Cubs Fan Stops Eating Until Team Stops Losing

The Cubs should be used to killing their fans with massive coronaries and crushing disappointment, as well as the inexorable passage of time, but this is a new one. One fan is vowing to eat only 500 calories a day until the Cubbies put together a 5-game winning streak. Might as well book that funeral home now.

Daniel Kamen

Chiropractor and master motivator Daniel Kamen has found that the promise of victory isn’t enough, the fear of defeat isn’t enough, so he’s going to try shame. He’s hoping that his declining health will shame the team into playing hard, with the exception of Milton Bradley, who as we all know is devoid of all human emotions.

What’s 500 calories? For Kamen that’s a cup of yogurt and a single egg for breakfast, and popcorn sprinkled with brewer’s yeast for dinner. I would suggest bulimia, as it’s a lot more fun, but he’s sticking to his guns:

“I’m going to motivate them,” he said. “I’m going to embarrass them into winning more games. They will see me get skinnier and skinnier, until maybe there’s nothing left of me.”

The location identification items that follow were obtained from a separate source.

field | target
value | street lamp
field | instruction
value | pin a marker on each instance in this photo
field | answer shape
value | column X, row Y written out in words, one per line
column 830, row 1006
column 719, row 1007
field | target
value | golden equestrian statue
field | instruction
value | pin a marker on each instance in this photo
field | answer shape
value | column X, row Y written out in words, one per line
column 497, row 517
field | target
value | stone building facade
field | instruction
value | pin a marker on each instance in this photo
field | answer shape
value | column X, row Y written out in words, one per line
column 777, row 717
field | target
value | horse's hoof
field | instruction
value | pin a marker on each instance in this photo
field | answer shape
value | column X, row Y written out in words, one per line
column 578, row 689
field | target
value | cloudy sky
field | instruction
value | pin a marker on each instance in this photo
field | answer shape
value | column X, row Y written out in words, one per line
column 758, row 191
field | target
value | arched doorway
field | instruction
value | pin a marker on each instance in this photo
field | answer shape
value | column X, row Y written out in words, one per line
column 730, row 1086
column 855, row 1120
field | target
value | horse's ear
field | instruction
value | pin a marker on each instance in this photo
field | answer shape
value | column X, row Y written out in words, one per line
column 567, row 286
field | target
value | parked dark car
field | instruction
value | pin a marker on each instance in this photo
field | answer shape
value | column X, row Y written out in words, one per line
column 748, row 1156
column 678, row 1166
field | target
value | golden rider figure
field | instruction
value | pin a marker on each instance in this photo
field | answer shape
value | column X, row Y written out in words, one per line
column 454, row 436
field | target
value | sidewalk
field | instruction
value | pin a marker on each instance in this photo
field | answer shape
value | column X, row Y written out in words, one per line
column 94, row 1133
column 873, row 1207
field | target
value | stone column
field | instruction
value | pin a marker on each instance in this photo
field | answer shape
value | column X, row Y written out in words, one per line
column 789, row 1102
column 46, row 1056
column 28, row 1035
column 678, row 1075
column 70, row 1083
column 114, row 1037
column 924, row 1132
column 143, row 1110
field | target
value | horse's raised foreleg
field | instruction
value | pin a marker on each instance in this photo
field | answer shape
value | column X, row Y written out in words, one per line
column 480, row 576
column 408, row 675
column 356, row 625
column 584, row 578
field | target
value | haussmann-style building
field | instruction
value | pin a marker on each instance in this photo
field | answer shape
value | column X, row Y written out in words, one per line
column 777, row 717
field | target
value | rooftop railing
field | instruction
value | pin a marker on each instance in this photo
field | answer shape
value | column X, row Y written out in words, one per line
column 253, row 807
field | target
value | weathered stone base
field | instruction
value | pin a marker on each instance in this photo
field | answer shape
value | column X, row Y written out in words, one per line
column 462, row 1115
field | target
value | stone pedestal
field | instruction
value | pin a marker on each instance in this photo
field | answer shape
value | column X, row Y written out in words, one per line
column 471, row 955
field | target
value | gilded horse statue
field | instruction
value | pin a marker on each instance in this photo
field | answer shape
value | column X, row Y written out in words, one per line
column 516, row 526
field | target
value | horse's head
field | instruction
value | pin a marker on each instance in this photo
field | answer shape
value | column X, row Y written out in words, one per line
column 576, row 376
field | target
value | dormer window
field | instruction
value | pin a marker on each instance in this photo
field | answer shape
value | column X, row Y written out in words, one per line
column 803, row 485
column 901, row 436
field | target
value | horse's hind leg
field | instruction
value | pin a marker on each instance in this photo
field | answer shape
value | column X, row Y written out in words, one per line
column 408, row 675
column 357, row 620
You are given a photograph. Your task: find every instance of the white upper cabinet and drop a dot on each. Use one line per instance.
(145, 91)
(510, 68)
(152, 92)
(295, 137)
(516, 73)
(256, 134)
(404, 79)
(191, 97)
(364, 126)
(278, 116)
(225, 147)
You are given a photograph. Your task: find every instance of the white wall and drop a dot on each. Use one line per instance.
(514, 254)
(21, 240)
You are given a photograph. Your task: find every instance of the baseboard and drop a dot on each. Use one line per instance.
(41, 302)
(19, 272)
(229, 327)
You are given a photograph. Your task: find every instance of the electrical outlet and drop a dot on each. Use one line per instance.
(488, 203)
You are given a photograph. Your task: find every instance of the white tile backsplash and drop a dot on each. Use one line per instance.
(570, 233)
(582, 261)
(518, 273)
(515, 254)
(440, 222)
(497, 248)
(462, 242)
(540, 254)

He’s starting his hunger strike after the all-star break, which is fortuitous as the Cubs kick off the second half of their season with a 4-game series against the Nationals. I’m starting to wonder just how committed Kamen is.

Chicago has won 5 in a row once this season, in mid-May, so it’s not impossible. Their best bets are six games against the Nats and Mets in late August, six games against the Mets and Pirates in early September, and six games against Pittsburgh and Arizona to close out the season.

No word yet if the playoffs count, because a trip to the World Series and Cubs sweep would save him from a winter of hunger. Funny how he hasn’t considered October wins.